Na história da Filosofia, o
exemplo mais célebre de intuição intelectual é
conhecido como o cogito cartesiano,
isto é, a afirmação de Descartes: “Penso
(cogito), logo existo”. De
fato, quando penso, sei que estou pensando e não é
preciso provar ou demonstrar
isso, mesmo porque provar e demonstrar é pensar e
para demonstrar e provar é
preciso, primeiro, pensar e saber que se pensa.

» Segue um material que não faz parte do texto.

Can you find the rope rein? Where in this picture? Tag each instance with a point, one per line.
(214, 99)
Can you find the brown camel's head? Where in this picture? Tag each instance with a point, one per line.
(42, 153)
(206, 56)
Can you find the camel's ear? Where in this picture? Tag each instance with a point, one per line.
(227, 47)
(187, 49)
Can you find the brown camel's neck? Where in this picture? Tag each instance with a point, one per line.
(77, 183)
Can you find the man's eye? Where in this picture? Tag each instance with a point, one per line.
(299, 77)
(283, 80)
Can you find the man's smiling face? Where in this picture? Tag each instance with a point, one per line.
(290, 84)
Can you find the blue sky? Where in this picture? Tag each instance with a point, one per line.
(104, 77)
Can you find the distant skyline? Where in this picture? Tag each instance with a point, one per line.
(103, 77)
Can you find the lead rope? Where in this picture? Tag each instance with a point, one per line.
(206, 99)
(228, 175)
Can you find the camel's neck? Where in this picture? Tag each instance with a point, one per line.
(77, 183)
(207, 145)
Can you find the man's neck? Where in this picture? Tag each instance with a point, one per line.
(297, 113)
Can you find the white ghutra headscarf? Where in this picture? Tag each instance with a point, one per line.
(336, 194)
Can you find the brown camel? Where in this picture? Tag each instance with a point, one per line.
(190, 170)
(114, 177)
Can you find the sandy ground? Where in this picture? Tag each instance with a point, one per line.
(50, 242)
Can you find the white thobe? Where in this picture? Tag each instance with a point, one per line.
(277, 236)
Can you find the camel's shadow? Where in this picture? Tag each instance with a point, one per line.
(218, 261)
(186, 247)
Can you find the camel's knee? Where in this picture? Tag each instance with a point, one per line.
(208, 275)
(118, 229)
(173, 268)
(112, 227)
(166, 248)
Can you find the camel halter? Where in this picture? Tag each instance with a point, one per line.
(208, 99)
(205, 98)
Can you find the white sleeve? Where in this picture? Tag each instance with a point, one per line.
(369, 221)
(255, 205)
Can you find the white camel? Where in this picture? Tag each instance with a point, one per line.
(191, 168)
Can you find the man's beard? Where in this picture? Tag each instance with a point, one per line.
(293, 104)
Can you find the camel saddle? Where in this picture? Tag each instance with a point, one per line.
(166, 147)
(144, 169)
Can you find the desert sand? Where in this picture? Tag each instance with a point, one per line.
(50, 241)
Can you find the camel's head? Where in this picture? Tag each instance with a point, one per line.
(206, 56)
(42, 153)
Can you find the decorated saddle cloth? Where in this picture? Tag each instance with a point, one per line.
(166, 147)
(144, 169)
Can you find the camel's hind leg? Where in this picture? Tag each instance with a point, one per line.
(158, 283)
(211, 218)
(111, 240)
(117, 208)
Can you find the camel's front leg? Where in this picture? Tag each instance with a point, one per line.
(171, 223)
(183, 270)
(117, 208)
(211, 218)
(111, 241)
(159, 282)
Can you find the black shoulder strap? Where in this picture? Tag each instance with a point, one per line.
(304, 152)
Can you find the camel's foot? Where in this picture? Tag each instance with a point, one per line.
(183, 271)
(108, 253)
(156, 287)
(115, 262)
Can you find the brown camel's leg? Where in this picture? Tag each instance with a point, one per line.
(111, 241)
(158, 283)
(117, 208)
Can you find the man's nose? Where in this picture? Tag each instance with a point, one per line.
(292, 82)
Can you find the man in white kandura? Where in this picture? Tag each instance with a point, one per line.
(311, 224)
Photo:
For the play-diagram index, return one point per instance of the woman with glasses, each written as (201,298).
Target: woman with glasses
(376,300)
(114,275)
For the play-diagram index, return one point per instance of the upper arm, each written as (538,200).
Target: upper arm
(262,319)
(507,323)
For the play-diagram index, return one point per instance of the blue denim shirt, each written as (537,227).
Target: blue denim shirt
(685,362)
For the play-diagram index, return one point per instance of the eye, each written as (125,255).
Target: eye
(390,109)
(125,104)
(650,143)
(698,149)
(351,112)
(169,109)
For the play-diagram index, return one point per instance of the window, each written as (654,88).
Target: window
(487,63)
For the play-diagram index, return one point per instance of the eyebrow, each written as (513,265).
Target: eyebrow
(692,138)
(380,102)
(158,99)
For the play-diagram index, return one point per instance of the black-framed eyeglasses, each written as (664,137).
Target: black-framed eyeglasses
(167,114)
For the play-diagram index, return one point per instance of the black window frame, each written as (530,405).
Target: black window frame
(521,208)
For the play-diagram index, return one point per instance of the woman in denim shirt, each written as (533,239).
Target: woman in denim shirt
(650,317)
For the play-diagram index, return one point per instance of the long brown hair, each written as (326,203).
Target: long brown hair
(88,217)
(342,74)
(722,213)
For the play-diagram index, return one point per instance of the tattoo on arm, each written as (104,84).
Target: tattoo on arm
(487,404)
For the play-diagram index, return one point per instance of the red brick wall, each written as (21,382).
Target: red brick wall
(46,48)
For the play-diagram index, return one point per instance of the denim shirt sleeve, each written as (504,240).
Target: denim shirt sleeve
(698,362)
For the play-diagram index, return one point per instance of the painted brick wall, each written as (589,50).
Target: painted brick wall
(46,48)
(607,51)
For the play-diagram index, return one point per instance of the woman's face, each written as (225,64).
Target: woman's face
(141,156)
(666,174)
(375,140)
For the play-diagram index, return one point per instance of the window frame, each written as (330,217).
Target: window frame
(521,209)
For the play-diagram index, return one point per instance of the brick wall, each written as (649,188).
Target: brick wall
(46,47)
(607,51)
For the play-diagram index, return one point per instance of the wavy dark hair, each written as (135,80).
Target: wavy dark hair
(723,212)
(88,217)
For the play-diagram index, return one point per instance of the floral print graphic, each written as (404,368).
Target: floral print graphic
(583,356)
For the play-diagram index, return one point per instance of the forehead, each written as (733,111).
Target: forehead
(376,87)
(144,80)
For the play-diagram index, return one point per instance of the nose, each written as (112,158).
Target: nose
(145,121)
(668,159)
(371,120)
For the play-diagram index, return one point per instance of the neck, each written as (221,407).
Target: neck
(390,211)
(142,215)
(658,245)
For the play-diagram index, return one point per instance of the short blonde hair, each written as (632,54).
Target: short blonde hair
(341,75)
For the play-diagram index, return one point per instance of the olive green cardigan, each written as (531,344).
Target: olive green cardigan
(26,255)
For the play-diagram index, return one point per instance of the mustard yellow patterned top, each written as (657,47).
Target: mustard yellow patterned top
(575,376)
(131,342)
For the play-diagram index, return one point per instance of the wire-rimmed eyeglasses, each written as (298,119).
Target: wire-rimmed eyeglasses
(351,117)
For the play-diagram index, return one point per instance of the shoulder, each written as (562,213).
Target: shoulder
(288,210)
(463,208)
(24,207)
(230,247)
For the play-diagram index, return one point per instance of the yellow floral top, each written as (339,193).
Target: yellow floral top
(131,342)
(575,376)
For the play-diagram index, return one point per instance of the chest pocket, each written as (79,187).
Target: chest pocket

Quando digo: “Penso, logo existo”,
estou simplesmente afirmando racionalmente
que sei que sou um ser pensante
ou que existo pensando, sem necessidade de
provas e demonstrações. A
intuição capta, num único ato intelectual, a verdade
do pensamento pensando em si
mesmo.
Um outro exemplo de intuição
intelectual é oferecido pela fenomenologia, criada
por Husserl. Trata-se da intuição
intelectual de essências ou significações. Toda
consciência, diz Husserl, é
sempre “consciência de ” ou consciência de alguma
coisa, isto é, toda consciência é
um ato pelo qual visamos um objeto, um fato,
uma idéia. A consciência representa
os objetos, os fatos, as pessoas. Cada
representação pode ser obtida por
um passeio ou um percurso que nossa
consciência faz à volta de um
objeto. Essas várias representações são
psicológicas e individuais, e o
objeto delas, o representado, também é individual
ou singular.
Por exemplo, diz Husserl, quando
quero pensar em alguém, como Napoleão,
posso representá-lo ganhando a
batalha de Waterloo, prisioneiro na ilha de Elba e
na ilha de Santa Helena, montado
em seu cavalo branco, usando o chapéu de três
pontas e com a mão direita
enfiada na túnica.
Cada uma dessas representações é
singular: por um lado, cada uma delas é um
ato psicológico singular que eu
realizo (um ato de lembrar, um ato de ver a
imagem de Napoleão num quadro, um
ato de ler sobre ele num livro, etc.) e, por
outro, cada uma delas possui um
representante singular (Napoleão a cavalo,
Napoleão na batalha de Waterloo,
Napoleão fugindo de Elba, etc.). No entanto,
embora sejam singulares e
distintas umas das outras, todas possuem o mesmo
representado, o mesmo
significado, a mesma significação ou a mesma essência:
Napoleão.
Quando colocamos de lado a
singularidade psicológica de cada uma de nossas
representações e a singularidade
de cada um dos representantes, ficando apenas
com a idéia ou significação
“Napoleão”, como uma universalidade ou
generalidade, temos uma intuição
da essência “Napoleão”. A intuição da
essência é a apreensão
intelectual imediata e direta de uma significação, deixando
de lado as particularidades dos
representantes que indicam empiricamente a
significação. É assim que tenho
intuição intelectual da essência ou significação
“triângulo”, “imaginação ”, “memória”,
“natureza”, “cor”, “diferença”, “Europa”,
“pintura”, “literatura”, “tempo”,
“espaço”, “coisa”, “quantidade ”, “qualidade”,
etc. Intuímos idéias.
Fala-se também de uma intuição
emotiva ou valorativa. Trata-se daquela
intuição na qual, juntamente com
o sentido ou significação de alguma coisa,
captamos também seu valor,
isto é, com a idéia intuímos também se a coisa ou
essência é verdadeira ou falsa,
bela ou feia, boa ou má, justa ou injusta, possível
ou impossível, etc. Ou seja, a
intuição intelectual capta a essência do objeto (o
que ele é) e a intuição emotiva
ou valorativa capta essa essência pelo que o
objeto vale. Fonte: Chaui, Marilena. Convite à filosofia, Unidade 2, Capítulo 2.